To guide such a person, the Buddha clearly laid out the Noble Eightfold Path. By following this, especially the sīla – right action, right speech and right livelihood – the fourth type of wisdom arises, wisdom in action, compassion. For this is also the aim of any meditation, to help other fellow beings towards the enlightenment. This doesn't mean to preach Buddhism, it means to help others in whatever capacity a person feels able. To guide a child in moral understanding, to feed a sick person and comfort them with encouraging words, to listen to the problems of some friend or colleague, to give to good causes. Whatever is compassionate is to practice the perfections.

It's a two-way stream. Learning to be patient with the angry child is to learn to be patient with our own internal worrying childish thoughts. Learning how to care for and comfort ourselves is to learn how to care for and comfort others. So this is it.

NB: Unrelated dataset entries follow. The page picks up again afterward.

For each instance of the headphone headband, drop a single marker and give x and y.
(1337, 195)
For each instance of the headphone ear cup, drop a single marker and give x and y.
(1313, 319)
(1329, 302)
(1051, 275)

This is all the Buddha would have us do: to study ourselves, our lives, to make the connections, to decide to follow what is wise, to cease from harm, to do good, to purify the mind. This is the teaching of all the Buddhas.

Like most things, easy to say, hard to do. But it's worth the effort, for the fruits of our labour are sweet. The middle path really does bring peace, joy, love and harmony, and in the end, liberation—an end to all suffering.

When the Buddha was asked, "What is the taste of the Dharma?" he said, "The taste of the Dharma was freedom."

Well, I hope you found this talk interesting and helpful. May all of you be happy and peaceful. May all of you attain the nirvanic peace within.